Heimatwurst in Düsseldorf (Teil 4)
Von Michael Stallkamp

Ganz Düsseldorf ist im rot weißen Fußballfieber. Die Menschen genießen, dass die Fortuna nach fünf Jahren der Zweitklassigkeit wieder frisch im Fußballoberhaus dabei ist. Vor dem Spiel gegen Schalke 04 vibriert die Düsseldorfer Altstadt geradezu beim gemeinsamen friedlichen „Vorglühen“ der Fans. Der Weg zum Stadion wird zu einer eindrucksvollen „Prozession“ in herrlicher Herbstsonne, die immer wieder an den „Bieraltären“ der auf dem Weg liegenden Trinkhallen und Kneipen unterbrochen wird. Die Stadt feiert sich stolz und erwartungsfroh selbst. Genau wie die „Toten Hosen“ es in ihrem Song „An Tagen wie diesen“ beschreiben. Allerdings gibt es auch tiefe (und wie das Endergebnis zeigt, auch berechtigte) Zweifel an der Stärke der eigenen Mannschaft und eine große Skepsis, ob die Fortuna die Klasse halten kann oder doch wieder zur Fahrstuhlmannschaft wird. Vielleicht werden deshalb die Erinnerungen an die glorreiche Fußballvergangenheit des Vereins und den letzten großen Titel, DFB-Pokalsieger 1980 im Endspiel gegen den 1. FC Köln, immer wieder hervorgeholt.
Das mit 52.000 Zuschauern ausverkaufte Stadion ist wild entschlossen zu feiern, unabhängig vom Ergebnis des Spiels.
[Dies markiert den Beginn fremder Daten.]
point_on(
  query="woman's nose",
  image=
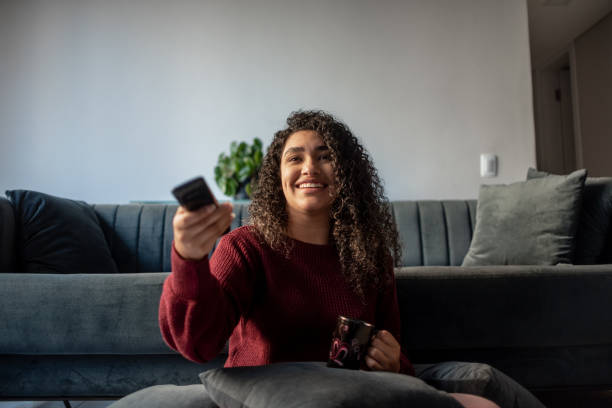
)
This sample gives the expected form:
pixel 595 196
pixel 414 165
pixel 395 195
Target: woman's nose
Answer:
pixel 309 166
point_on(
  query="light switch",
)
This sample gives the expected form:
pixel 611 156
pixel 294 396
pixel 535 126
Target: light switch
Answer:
pixel 488 165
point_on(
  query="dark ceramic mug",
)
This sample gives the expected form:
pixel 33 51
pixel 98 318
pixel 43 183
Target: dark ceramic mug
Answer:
pixel 350 342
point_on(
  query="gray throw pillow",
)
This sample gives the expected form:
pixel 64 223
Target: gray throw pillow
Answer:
pixel 58 235
pixel 531 222
pixel 595 218
pixel 167 396
pixel 477 379
pixel 312 384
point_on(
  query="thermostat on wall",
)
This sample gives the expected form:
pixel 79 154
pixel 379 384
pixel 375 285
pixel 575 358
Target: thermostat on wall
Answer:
pixel 488 165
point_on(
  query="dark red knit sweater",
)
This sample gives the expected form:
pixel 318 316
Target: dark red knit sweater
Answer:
pixel 275 309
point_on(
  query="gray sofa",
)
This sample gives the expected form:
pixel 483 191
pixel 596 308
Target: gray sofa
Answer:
pixel 83 335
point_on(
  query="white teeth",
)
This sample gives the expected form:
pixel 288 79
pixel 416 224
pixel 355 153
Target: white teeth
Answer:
pixel 310 185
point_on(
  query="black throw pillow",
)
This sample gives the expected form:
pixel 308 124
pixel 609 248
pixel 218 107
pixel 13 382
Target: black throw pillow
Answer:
pixel 58 235
pixel 595 221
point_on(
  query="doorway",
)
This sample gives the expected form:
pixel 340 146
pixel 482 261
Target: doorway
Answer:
pixel 554 117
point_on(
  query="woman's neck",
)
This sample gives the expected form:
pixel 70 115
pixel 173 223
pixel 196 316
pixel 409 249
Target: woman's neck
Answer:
pixel 309 228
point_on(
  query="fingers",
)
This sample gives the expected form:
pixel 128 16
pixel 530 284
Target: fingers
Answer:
pixel 195 232
pixel 384 353
pixel 373 364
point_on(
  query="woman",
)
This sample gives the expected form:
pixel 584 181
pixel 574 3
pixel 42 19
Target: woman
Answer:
pixel 321 244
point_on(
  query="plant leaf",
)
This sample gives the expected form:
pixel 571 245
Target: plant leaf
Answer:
pixel 231 187
pixel 257 158
pixel 244 174
pixel 242 147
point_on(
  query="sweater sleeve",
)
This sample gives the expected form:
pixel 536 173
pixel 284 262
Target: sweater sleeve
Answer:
pixel 388 318
pixel 202 301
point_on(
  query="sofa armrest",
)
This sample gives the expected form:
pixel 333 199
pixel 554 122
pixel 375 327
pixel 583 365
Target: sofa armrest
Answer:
pixel 450 308
pixel 7 236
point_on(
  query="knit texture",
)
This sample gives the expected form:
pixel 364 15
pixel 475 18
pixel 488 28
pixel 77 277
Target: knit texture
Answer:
pixel 272 308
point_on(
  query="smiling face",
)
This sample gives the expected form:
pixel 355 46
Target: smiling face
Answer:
pixel 307 174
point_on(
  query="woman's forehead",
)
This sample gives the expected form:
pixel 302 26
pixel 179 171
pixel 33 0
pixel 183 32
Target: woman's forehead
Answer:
pixel 304 138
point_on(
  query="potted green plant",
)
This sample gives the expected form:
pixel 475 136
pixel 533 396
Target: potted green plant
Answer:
pixel 234 173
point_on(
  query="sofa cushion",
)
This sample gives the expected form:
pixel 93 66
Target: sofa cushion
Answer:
pixel 531 222
pixel 477 379
pixel 312 384
pixel 81 313
pixel 58 235
pixel 595 217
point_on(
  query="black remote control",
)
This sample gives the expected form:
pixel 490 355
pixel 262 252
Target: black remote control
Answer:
pixel 194 194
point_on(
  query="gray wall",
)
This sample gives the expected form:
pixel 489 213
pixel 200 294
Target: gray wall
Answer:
pixel 111 101
pixel 593 51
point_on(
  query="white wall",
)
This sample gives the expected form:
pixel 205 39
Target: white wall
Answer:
pixel 111 101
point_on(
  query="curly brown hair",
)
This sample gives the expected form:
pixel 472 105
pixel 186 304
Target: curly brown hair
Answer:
pixel 361 222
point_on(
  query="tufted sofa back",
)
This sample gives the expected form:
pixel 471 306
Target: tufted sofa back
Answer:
pixel 431 232
pixel 434 233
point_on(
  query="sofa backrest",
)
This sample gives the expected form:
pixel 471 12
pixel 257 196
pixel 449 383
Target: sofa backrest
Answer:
pixel 434 233
pixel 140 235
pixel 431 232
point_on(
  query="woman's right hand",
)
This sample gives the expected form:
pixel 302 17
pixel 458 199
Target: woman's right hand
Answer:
pixel 195 232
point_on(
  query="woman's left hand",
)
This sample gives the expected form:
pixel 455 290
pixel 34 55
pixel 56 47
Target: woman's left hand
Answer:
pixel 384 353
Es herrscht eine grandiose Stimmung. Die Arena hat steile Ränge, ihre Tribünen sind rundherum vollkommen geschlossen, und sie kann in kurzer Zeit durch ein bewegliches Dach in eine Halle verwandelt werden. Aber auch bei geöffnetem Dach ist die Atmosphäre energiegeladen und mitreißend.
Zur überall spürbaren Erinnerungsseligkeit passt eine sehr nostalgische Choreografie der Fankurve vor dem Anpfiff. Die Liebe zum Verein als Herz der Stadt und die große Vergangenheit werden aufwändig symbolisiert. Selbst die Stadionwurst wird vom Hersteller gefühlsduselig beworben: „Meine Heimat, meine Wurst.“ Das ist ansteckend nostalgisch, zumal ich das Glück hatte, von meinem Freund Hans auf einer Vespa zum Stadion kutschiert zu werden. Sentimental erinnere ich mich an vergangene große emotionale Stadionerlebnisse.
Leider wird das heimatliche Bratwurstversprechen in äußerst seltsamer Weise eingelöst. Die kurze, dicke, sehr helle und eher weiche Wurst ist kaum gewürzt. Die Geschmacksnerven schreien nach ergänzenden Senf- oder Ketchuparomen. Es gibt zu wenige Verkaufsstellen mit viel zu wenig Personal. Um dennoch nach halbwegs akzeptabler Wartezeit möglichst viele Kunden bedienen zu können, sind die Bratwürste in großen Mengen auf Vorrat gebraten. Sämtliche Testwürste hatten wegen längeren Herumliegens nun eine harte äußere Brathülle, teilweise auch noch schwarz verschmort. Die zugehörigen Brötchen changieren unentschlossen zwischen stellenweise kross und dann doch überwiegend pappig. Ein insgesamt sehr lieblos gestaltetes Produkt, dass ich für 3,20 Euro Bargeld offeriert bekomme. Hier werden positive Assoziationen zur Heimat eindeutig missbraucht.
Im Stadion gibt es auch Lachsbrötchen zu kaufen. Wird diesen in Düsseldorf eventuell mehr Aufmerksamkeit zuteil? Aber oberflächliche Vorurteile gehören nicht hier her.
Fazit: Großes Kino mit ernüchternder Bratwurstqualität. In der Bratwursttabelle landet Düsseldorf ganz knapp vor Dortmund damit auf dem bisher vorletzten Platz. Also auch in der Bratwurstliga abstiegsgefährdet.
Wer erinnert sich eigentlich noch an die aus der Fortuna hervorgegangenen Nationalspieler: Paul Janes, Toni Turek, Matthias Mauritz und die tragische Gestalt des WM-Spiels Deutschland – Schweden 1958 in Göteborg, Erich Juskowiak?